Stories are all about the ending. If your audience doesn’t buy into how the hero completes his or her journey, it doesn’t matter how riveting the first chapter or opening scene is, how the characters are developed, or even how fresh and original the plot is—they’ll leave disappointed.
That’s not to say that a “perfect” ending to a book or movie is one where the hero gets someone to fall in love with him, completes the quest she’s been sent on, or solves the puzzle seconds before a nuclear bomb goes off. A perfect ending is one that leaves the audience feeling satisfied—even if things don’t turn out perfect for the hero and others in the story. A perfect ending makes us want to re-read the book or turn around and enter the dark, cozy atmosphere of a theater to relive the story one more time just so we can relive the story one more time, contemplate it, and see what else we can take away from it.
Which brings us to the final episode of LOST.
For rabid LOST fans like me, the expectations were so huge I’m not sure that even the most talented writer could have met them. There were tons of unanswered questions, an island to save, and an epic battle between Fake Locke and Jack that all had to happen in one hour and forty-five minutes. Some people were going to be disappointed.
But I wasn’t one of them.
I liked the ending. I was satisfied with the conclusion.
It wasn’t the kind of ending that made me jump off the couch and immediately contact everyone that I know and tell them they just missed out on the best show in the history of television. Instead the ending left me quietly thinking about the fate and choices of the various characters and some things going on in my own life.
Even though there are still plenty of unanswered questions strewn along the beach of that island and plot lines I wished would have been developed more. But, more often than not, the real world is full of things we’ll never know the answer too. Like the characters in LOST, we’re forced to muck along through this world the best we can.
But the final episode did show us that the characters that we either loved or hated weren’t simply lost on an island trying to get back to civilization. A greater journey and lost loves awaited them after they completed their missions and resolved issues they struggled with. It may not be the neatly packaged ending that many hoped for but it left me content and reflective.
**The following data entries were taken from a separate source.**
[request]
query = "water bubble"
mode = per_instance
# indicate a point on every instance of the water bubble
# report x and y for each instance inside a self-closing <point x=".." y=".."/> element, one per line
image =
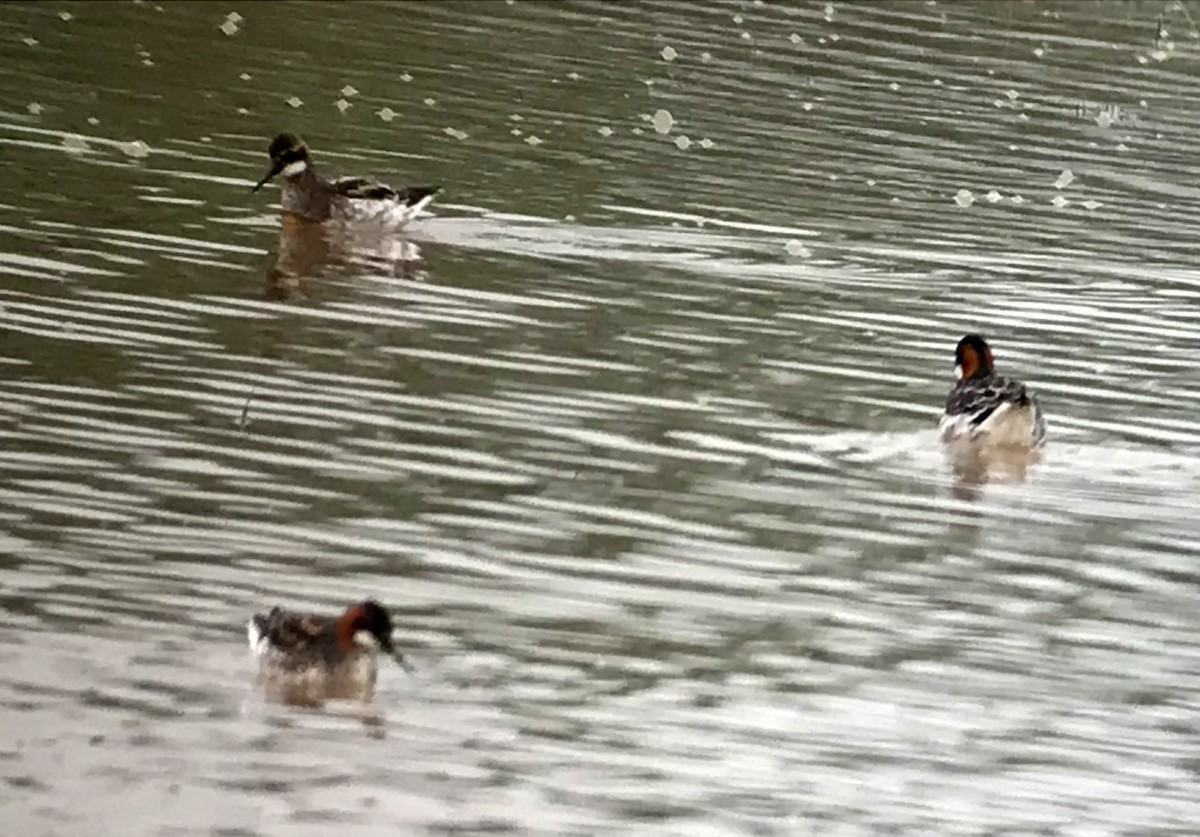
<point x="663" y="121"/>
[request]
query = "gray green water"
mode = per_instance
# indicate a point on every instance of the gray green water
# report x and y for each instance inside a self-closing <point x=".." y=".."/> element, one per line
<point x="636" y="443"/>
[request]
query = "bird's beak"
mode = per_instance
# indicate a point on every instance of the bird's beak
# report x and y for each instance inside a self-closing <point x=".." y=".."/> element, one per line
<point x="274" y="170"/>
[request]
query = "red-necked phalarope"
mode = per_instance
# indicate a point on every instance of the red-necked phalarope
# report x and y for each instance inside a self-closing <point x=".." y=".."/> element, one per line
<point x="987" y="408"/>
<point x="353" y="200"/>
<point x="305" y="657"/>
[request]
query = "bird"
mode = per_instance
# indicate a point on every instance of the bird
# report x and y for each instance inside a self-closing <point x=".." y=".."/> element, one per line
<point x="309" y="658"/>
<point x="989" y="409"/>
<point x="347" y="200"/>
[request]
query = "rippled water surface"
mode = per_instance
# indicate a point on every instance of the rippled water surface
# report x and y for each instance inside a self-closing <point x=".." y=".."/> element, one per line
<point x="635" y="435"/>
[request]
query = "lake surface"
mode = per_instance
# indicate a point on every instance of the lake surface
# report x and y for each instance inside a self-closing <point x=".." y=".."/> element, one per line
<point x="634" y="435"/>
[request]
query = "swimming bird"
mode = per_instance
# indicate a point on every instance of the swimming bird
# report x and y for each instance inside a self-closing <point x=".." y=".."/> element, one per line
<point x="985" y="408"/>
<point x="347" y="200"/>
<point x="309" y="658"/>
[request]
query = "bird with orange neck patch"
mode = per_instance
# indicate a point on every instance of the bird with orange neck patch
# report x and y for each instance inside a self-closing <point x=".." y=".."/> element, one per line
<point x="309" y="658"/>
<point x="987" y="408"/>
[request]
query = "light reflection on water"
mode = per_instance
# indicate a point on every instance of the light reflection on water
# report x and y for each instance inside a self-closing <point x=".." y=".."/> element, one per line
<point x="636" y="441"/>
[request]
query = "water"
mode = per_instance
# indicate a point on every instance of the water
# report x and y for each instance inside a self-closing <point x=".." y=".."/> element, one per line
<point x="635" y="435"/>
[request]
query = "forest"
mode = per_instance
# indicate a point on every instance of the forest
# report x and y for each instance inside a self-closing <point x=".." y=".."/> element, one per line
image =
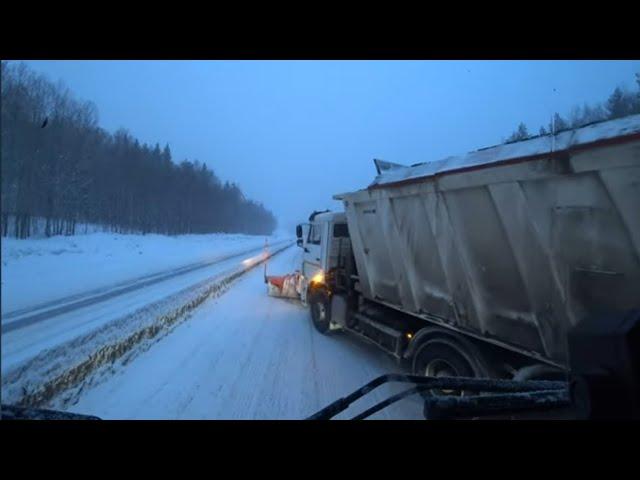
<point x="60" y="168"/>
<point x="620" y="103"/>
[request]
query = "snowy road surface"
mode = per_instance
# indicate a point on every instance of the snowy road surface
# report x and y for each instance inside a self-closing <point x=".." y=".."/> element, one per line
<point x="245" y="356"/>
<point x="25" y="336"/>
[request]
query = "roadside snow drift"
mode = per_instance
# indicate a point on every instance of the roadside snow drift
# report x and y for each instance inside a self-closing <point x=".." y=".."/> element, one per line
<point x="39" y="270"/>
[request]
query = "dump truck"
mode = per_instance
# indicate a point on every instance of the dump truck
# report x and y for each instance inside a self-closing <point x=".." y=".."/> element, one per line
<point x="481" y="265"/>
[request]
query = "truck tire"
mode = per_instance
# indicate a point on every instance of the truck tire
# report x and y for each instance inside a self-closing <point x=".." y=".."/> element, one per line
<point x="442" y="357"/>
<point x="320" y="307"/>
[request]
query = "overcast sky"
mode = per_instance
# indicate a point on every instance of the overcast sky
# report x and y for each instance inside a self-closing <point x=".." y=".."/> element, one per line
<point x="293" y="133"/>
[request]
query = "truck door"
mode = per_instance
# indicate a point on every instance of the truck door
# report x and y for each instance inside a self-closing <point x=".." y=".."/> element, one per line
<point x="311" y="260"/>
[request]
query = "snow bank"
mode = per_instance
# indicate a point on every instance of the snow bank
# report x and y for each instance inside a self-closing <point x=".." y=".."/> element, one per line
<point x="37" y="270"/>
<point x="64" y="367"/>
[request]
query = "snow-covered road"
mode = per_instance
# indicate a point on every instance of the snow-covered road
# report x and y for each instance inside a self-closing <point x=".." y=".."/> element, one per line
<point x="244" y="355"/>
<point x="44" y="327"/>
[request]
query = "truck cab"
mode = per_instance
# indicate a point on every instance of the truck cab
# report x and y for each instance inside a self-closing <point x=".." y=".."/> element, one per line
<point x="326" y="249"/>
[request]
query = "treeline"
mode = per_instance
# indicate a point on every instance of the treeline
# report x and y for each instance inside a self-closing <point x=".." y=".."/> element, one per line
<point x="60" y="166"/>
<point x="620" y="103"/>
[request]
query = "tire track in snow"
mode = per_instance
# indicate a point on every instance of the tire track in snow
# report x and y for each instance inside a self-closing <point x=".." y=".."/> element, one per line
<point x="68" y="304"/>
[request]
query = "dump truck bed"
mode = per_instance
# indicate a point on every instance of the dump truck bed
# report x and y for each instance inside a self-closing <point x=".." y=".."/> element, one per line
<point x="512" y="244"/>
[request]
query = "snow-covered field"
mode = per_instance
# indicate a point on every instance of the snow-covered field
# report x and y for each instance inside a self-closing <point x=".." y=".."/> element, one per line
<point x="243" y="355"/>
<point x="143" y="287"/>
<point x="40" y="270"/>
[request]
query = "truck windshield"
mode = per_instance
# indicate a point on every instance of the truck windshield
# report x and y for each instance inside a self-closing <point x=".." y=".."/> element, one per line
<point x="340" y="230"/>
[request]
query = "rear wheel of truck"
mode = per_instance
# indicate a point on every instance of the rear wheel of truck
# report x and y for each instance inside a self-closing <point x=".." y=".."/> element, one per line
<point x="441" y="357"/>
<point x="320" y="307"/>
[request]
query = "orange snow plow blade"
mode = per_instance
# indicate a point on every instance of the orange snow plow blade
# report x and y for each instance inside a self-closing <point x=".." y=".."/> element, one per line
<point x="286" y="286"/>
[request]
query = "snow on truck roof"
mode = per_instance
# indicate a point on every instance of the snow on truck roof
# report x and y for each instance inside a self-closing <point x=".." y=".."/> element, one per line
<point x="583" y="136"/>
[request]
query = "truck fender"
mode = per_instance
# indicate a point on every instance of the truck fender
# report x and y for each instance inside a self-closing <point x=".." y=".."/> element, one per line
<point x="467" y="348"/>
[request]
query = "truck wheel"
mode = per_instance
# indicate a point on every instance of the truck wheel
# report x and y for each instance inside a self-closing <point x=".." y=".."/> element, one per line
<point x="442" y="358"/>
<point x="320" y="306"/>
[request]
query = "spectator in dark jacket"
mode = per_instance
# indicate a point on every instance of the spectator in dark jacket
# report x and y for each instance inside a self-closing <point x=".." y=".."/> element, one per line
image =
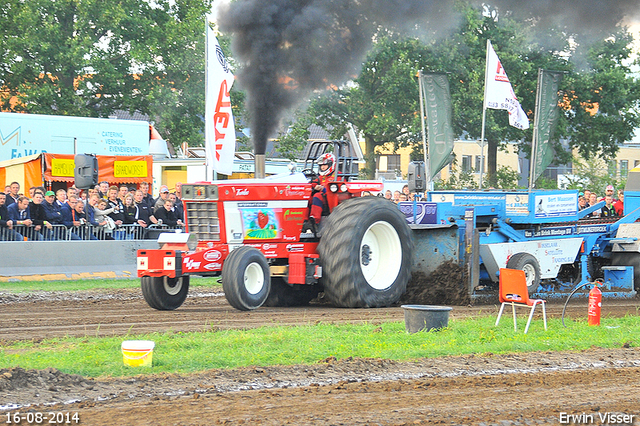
<point x="82" y="227"/>
<point x="147" y="198"/>
<point x="54" y="215"/>
<point x="118" y="208"/>
<point x="68" y="216"/>
<point x="167" y="215"/>
<point x="130" y="210"/>
<point x="145" y="214"/>
<point x="20" y="214"/>
<point x="7" y="233"/>
<point x="13" y="194"/>
<point x="39" y="216"/>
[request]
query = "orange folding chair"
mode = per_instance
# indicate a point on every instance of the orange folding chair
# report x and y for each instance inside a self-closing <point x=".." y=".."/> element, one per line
<point x="513" y="291"/>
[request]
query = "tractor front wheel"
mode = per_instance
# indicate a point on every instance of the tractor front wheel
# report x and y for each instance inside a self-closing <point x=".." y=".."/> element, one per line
<point x="366" y="253"/>
<point x="527" y="263"/>
<point x="246" y="279"/>
<point x="164" y="293"/>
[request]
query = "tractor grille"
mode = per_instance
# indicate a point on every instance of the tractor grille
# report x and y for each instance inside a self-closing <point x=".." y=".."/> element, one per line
<point x="202" y="218"/>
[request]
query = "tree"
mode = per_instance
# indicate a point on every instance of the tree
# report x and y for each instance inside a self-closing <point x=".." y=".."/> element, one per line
<point x="383" y="100"/>
<point x="90" y="58"/>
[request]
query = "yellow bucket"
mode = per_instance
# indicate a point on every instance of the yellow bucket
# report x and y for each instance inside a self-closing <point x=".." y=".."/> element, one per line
<point x="137" y="353"/>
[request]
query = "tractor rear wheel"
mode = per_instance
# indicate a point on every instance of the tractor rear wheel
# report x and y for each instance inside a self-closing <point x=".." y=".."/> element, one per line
<point x="628" y="259"/>
<point x="164" y="293"/>
<point x="246" y="279"/>
<point x="284" y="295"/>
<point x="527" y="263"/>
<point x="366" y="253"/>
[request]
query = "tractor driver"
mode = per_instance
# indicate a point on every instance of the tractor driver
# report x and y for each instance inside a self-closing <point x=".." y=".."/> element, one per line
<point x="326" y="167"/>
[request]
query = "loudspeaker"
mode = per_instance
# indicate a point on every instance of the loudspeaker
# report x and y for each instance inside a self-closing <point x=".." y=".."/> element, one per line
<point x="85" y="172"/>
<point x="416" y="177"/>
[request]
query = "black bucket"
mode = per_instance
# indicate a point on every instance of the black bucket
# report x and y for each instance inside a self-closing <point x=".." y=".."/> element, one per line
<point x="425" y="317"/>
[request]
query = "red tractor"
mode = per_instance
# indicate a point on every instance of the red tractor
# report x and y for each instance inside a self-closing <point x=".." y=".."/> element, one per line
<point x="257" y="235"/>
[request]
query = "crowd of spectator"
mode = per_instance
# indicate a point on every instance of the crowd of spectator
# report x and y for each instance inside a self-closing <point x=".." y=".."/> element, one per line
<point x="614" y="206"/>
<point x="399" y="196"/>
<point x="104" y="212"/>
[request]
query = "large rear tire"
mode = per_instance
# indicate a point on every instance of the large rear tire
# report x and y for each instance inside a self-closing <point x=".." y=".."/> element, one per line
<point x="628" y="259"/>
<point x="246" y="279"/>
<point x="164" y="293"/>
<point x="284" y="295"/>
<point x="366" y="253"/>
<point x="527" y="263"/>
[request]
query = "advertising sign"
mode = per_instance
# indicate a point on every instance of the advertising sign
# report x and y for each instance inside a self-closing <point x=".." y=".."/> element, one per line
<point x="26" y="134"/>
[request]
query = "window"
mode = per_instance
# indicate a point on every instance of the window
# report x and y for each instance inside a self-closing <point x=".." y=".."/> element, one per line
<point x="478" y="163"/>
<point x="624" y="168"/>
<point x="388" y="163"/>
<point x="466" y="163"/>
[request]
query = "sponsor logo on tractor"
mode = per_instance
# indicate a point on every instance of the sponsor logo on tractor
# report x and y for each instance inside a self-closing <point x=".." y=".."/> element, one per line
<point x="191" y="264"/>
<point x="212" y="256"/>
<point x="293" y="214"/>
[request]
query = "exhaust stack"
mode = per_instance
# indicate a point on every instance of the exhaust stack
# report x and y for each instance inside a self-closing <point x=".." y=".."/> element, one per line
<point x="259" y="165"/>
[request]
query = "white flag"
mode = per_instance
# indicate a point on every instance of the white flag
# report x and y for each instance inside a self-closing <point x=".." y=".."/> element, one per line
<point x="498" y="93"/>
<point x="220" y="133"/>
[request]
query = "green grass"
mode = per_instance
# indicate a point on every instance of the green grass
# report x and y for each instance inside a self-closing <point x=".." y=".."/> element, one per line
<point x="89" y="284"/>
<point x="307" y="344"/>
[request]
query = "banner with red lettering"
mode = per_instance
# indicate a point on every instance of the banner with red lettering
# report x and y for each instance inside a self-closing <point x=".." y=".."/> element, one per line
<point x="220" y="134"/>
<point x="498" y="93"/>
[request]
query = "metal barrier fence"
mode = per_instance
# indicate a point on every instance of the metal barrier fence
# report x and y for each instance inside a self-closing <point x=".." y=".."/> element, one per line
<point x="84" y="232"/>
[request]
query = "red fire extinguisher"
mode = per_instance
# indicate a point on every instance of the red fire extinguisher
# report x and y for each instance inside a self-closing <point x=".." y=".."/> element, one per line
<point x="595" y="304"/>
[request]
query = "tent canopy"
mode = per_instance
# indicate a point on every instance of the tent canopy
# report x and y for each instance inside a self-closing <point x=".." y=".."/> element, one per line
<point x="35" y="170"/>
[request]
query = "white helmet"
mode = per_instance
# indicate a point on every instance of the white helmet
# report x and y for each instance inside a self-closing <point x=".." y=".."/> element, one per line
<point x="328" y="159"/>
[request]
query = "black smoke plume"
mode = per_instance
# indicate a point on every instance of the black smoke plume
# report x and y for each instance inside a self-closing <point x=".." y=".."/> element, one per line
<point x="289" y="48"/>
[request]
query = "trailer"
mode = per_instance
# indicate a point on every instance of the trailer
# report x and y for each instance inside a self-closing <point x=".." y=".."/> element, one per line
<point x="257" y="234"/>
<point x="541" y="232"/>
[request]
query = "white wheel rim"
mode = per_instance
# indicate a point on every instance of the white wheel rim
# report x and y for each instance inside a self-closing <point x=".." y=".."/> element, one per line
<point x="172" y="290"/>
<point x="380" y="255"/>
<point x="253" y="278"/>
<point x="530" y="274"/>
Entertainment that has long lasting value makes people introspective or lost in thought, if you’ll pardon the pun. It’s not like the movie we enjoy Saturday night and then forget about it by Monday morning. It’s one that we keep thinking about and coming back to again and again sometimes with a completely different perspective after we read or watch it again. It’s something that holds up decades after it was first created.
I’ve always got more out of LOST watching it a second or a third time. And now that I know how LOST ends, I look forward watching it from beginning to end—again and again and again.